Het eigenwoningforfait bedraagt euro 1.040,- op basis van een WOZ-waarde van euro 189.000,-, en de hypotheekrente bedraagt euro 11.180,- per jaar. De rechtbank ziet voldoende aanleiding uit te gaan van (in redelijkheid te verwerven) inkomsten uit sparen en beleggen conform de aangifte inkomstenbelasting 2009. Door de vrouw is onvoldoende aangetoond dat zij niet vrijelijk over het vermogen van de maatschap en over de opbrengsten hiervan kan beschikken en dat sprake is van onder bewind gesteld vermogen. De enkele verklaring van Van Ooijen Belastingadviseurs is hiertoe onvoldoende, zeker nu een en ander niet blijkt uit de maatschapsakte van 30 december 1998 en ook de aangifte inkomstenbelasting geen ander beeld geeft. Op grond van een gemiddeld vermogen over 2009 van euro 243.756,- en het heffingvrij vermogen van euro 20.661,- en de kindertoeslag van euro 2.762,- houdt de rechtbank rekening met een bedrag van euro 5.508,- (2,5%) op jaarbasis aan werkelijke inkomsten uit vermogen. Voorts gaat de rechtbank uit van netto inkomsten van euro 11.998,- aan door de moeder van de vrouw gedane schenkingen onder meer betrekking hebbend op de woonlast, welke blijken uit het transactieoverzicht over 2009. Niet is gebleken dat van dergelijke schenkingen in 2010 geen sprake meer is. Tot slot rekening houdend met een kindgebonden budget van euro 901,- op jaarbasis en de van toepassing zijnde heffingskortingen (algemene - en arbeidskorting, de alleenstaande ouderkorting en de aanvullende alleenstaande ouderkorting en de combinatiekorting), heeft de vrouw een netto besteedbaar inkomen van euro 2.622,- per maand.

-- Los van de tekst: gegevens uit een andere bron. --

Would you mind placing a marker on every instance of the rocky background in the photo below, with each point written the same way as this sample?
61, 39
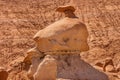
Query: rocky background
21, 19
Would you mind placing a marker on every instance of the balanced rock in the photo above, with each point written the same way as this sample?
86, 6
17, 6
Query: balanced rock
3, 74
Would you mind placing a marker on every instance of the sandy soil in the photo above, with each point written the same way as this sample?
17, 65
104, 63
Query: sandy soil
21, 19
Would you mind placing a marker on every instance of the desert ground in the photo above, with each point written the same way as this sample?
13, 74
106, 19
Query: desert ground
20, 20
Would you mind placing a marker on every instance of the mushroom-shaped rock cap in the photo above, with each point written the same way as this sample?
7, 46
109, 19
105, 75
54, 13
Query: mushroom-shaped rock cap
64, 8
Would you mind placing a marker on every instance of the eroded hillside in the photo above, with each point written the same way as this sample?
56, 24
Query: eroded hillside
21, 19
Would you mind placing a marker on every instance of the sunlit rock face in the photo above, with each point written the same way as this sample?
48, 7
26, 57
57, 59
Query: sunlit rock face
66, 34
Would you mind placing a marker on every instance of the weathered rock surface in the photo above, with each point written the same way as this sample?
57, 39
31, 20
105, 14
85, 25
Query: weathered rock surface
47, 69
21, 19
3, 74
73, 68
65, 34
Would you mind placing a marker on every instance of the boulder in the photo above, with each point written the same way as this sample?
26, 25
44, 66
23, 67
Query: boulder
3, 74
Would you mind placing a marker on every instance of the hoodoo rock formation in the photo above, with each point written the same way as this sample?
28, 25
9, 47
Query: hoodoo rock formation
61, 44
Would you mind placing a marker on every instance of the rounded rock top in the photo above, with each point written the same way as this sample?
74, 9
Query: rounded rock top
64, 8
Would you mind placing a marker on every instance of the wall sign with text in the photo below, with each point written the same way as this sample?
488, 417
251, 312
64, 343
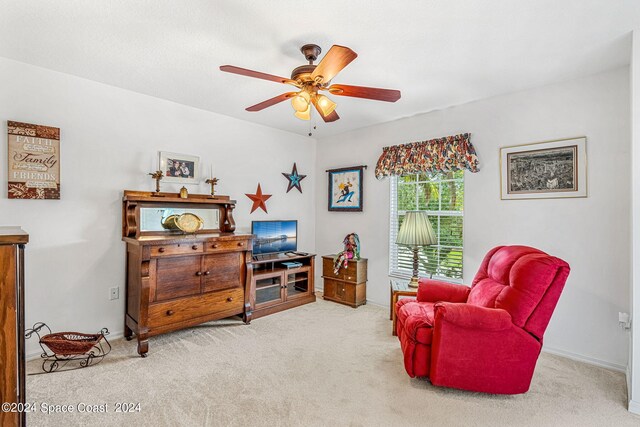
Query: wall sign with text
34, 161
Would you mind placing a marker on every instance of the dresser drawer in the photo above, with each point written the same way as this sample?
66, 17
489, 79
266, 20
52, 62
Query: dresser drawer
167, 313
176, 249
226, 246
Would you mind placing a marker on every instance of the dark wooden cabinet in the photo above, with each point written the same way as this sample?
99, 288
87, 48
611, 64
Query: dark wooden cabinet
349, 286
177, 280
274, 287
12, 370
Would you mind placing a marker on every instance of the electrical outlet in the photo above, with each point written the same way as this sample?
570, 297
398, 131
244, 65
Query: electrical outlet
624, 320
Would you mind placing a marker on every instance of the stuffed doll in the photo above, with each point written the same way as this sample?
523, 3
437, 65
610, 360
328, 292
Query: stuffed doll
351, 251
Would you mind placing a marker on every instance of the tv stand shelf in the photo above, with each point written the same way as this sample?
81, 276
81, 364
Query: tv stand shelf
274, 287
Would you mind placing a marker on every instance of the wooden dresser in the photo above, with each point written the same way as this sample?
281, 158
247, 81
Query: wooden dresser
177, 280
349, 286
12, 377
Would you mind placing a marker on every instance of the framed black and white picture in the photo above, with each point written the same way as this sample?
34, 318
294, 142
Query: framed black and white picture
180, 168
345, 189
544, 170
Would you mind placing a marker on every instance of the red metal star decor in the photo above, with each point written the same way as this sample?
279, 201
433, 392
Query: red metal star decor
258, 199
294, 179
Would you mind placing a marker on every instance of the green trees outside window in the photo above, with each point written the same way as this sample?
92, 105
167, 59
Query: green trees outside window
442, 196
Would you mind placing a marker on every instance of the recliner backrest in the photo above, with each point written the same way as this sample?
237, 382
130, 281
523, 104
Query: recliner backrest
524, 281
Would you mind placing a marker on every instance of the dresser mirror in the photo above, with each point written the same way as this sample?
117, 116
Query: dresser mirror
152, 218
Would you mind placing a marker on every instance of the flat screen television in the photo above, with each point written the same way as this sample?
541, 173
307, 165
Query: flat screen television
274, 236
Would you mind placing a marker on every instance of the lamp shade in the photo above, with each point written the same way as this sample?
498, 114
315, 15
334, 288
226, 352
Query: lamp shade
416, 230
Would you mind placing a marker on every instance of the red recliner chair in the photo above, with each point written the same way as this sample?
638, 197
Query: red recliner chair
488, 337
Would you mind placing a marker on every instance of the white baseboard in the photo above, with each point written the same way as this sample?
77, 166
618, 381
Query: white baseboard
586, 359
35, 354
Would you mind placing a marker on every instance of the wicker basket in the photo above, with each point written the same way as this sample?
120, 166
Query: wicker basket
68, 343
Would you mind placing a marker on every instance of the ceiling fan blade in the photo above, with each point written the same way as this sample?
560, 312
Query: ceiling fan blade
388, 95
328, 118
256, 74
333, 62
269, 102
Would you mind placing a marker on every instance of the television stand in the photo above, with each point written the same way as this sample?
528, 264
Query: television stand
274, 287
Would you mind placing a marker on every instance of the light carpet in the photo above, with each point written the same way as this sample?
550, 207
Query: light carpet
319, 364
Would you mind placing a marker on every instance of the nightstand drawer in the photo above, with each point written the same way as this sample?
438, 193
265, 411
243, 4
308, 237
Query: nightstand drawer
355, 272
176, 249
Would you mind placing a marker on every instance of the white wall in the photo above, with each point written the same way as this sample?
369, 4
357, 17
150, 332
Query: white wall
109, 138
591, 234
634, 362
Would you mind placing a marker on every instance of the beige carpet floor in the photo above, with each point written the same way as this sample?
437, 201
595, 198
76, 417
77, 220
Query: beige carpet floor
319, 364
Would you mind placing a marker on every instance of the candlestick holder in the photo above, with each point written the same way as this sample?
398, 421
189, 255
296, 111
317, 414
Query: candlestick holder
157, 175
212, 182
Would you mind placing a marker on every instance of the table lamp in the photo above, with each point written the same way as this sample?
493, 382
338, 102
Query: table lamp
414, 233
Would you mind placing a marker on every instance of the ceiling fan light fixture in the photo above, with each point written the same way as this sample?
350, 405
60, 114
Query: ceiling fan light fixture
300, 102
325, 105
304, 115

Aan de lastenzijde gaat de rechtbank uit van de bijstandsnorm voor een alleenstaande, eerder genoemde hypotheekrente en het forfait overige eigenaarslasten (euro 95,- per maand), verminderd met het reeds in de bijstandsnorm verdisconteerde bedrag aan woonlasten (euro 207,- per maand). De premie ZVW bedraagt euro 88,- en de door de werkgever ingehouden inkomensafhankelijke bijdrage ZVW euro 70,- per maand, zodat - rekening houdend met een bedrag van euro 43,- aan ziektekosten dat reeds in de bijstandsnorm is begrepen en euro 44,- per maand aan zorgtoeslag - de ziektekosten in totaal euro 71,- per maand bedragen. Niet is gebleken dat het eigen risico is verbruikt, zodat hiermee geen rekening zal worden gehouden.

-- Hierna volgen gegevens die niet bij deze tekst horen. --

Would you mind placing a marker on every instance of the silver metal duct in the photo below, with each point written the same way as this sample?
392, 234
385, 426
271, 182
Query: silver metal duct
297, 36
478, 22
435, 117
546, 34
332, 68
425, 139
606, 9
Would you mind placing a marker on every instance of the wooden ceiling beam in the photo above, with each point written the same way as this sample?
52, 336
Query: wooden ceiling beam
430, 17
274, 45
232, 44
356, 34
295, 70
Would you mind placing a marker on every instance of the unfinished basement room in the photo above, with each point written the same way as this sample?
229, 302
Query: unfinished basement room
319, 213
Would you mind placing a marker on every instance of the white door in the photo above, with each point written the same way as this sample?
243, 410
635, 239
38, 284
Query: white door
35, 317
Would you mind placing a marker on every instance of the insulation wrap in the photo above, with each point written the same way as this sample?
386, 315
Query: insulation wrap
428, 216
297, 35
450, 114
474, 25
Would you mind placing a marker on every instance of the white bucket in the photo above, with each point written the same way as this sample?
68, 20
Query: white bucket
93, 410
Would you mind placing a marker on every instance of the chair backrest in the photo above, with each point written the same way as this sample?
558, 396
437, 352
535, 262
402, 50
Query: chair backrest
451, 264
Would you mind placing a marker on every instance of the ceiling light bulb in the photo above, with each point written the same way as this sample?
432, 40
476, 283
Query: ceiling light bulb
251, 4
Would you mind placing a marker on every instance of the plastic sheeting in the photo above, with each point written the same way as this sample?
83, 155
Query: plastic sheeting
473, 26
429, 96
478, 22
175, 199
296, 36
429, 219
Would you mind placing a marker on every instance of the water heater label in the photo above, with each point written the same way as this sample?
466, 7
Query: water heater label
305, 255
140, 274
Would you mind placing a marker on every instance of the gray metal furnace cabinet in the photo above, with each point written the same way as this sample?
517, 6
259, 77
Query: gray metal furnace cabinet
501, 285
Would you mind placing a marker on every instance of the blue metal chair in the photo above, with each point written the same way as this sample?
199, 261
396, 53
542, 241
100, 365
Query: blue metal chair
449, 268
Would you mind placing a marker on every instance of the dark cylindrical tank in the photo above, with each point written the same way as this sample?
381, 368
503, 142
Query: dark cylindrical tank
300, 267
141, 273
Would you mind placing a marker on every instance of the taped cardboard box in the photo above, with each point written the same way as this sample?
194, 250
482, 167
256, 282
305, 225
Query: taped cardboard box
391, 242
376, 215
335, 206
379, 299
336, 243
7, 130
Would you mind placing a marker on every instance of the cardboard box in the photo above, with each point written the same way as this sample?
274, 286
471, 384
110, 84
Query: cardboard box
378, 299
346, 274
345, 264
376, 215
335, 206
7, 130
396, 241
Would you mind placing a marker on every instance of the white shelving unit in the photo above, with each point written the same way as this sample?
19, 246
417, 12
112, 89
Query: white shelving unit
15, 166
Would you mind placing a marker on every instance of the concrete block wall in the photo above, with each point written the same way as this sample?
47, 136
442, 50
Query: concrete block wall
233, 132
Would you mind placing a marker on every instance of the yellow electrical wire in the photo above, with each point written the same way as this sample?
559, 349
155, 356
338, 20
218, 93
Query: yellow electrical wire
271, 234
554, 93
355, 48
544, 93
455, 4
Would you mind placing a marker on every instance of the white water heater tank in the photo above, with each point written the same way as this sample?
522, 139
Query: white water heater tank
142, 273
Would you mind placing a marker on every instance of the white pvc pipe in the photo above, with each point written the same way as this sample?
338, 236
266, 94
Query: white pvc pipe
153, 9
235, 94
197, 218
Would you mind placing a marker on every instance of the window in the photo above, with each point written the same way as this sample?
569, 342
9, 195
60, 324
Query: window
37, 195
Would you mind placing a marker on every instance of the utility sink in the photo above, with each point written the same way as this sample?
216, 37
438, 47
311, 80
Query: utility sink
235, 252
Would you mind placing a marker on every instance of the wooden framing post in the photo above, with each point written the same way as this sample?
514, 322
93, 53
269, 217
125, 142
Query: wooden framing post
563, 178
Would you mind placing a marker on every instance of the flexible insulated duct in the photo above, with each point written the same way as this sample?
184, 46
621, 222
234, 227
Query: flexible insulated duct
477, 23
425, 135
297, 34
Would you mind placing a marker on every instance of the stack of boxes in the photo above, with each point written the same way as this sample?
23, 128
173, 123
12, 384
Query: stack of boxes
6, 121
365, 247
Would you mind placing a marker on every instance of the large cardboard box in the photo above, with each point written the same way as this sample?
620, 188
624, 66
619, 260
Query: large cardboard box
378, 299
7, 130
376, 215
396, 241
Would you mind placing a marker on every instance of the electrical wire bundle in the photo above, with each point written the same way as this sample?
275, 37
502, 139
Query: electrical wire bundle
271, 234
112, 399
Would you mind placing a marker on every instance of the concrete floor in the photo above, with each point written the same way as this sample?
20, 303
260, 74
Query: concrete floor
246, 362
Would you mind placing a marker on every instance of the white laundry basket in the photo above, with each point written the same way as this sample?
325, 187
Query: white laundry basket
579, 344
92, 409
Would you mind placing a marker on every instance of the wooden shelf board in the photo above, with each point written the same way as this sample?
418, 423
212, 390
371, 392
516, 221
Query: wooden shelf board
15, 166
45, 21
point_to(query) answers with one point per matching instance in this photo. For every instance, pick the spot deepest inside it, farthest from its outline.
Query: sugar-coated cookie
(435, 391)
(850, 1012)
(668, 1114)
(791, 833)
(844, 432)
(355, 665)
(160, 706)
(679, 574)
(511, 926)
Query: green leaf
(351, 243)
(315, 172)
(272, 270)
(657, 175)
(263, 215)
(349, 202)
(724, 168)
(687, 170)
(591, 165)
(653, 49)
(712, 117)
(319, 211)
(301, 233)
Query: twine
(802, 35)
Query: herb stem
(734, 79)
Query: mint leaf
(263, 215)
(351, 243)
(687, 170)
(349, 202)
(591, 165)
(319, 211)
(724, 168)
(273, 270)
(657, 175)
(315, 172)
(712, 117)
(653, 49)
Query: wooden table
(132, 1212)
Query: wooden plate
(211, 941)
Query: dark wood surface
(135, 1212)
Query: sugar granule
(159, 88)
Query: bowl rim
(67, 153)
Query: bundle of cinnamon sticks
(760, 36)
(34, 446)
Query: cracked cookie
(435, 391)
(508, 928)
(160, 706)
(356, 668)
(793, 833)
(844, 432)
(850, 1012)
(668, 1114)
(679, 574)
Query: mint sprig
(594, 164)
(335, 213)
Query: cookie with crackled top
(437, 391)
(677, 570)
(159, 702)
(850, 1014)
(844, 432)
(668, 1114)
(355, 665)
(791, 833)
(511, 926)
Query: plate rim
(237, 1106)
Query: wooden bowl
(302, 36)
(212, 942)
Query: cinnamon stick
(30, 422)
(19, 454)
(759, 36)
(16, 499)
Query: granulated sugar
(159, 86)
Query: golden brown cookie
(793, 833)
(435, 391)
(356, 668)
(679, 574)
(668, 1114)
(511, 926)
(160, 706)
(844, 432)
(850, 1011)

Op grond van het vorenstaande heeft de vrouw tot mei 2010 een draagkrachtruimte van euro 824,- per maand, waarvan euro 577,- (70%) beschikbaar is om bij te dragen in de kosten van verzorging en opvoeding van [kind].
De totale draagkracht van de man en de vrouw tezamen bedraagt euro 2.048,- per maand. De verdeling van de kosten over partijen wordt verkregen door ieders draagkracht te delen door de totale draagkracht en vervolgens te vermenigvuldigen met de behoefte van euro 566,-. Op grond van genoemde berekening (euro 1.471,- / euro 2.048,- x euro 566,-) dient de man derhalve tot mei 2010 een bijdrage van euro 407,- per maand te voldoen als bijdrage in de kosten van verzorging en opvoeding van [kind].
Vanaf mei 2010 heeft de vrouw een jaarinkomen van euro 22.532,- op basis van de cumulatieven zoals vermeld op de loonstrook met periodenummer 8,0 (met een correctie voor ontvangen vakantiegeld in mei 2010 over vier weken ten bedrage van euro 140,-), vermeerderd met vakantiegeld van euro 1.803,- en een eindejaarsuitkering van euro 1.032,- op jaarbasis. Voorts wordt rekening gehouden met de ingehouden pensioenpremies en de vergoeding voor de inkomensafhankelijke bijdrage ZVW. Met inachtneming van het hierboven overwogene, kan het netto besteedbaar inkomen van de vrouw vanaf mei 2010 gesteld worden op euro 3.497,- per maand en een draagkrachtruimte van euro 1.631,- per maand, waarvan euro 1.142 (70%) beschikbaar is om bij te dragen in de kosten van verzorging en opvoeding van [kind].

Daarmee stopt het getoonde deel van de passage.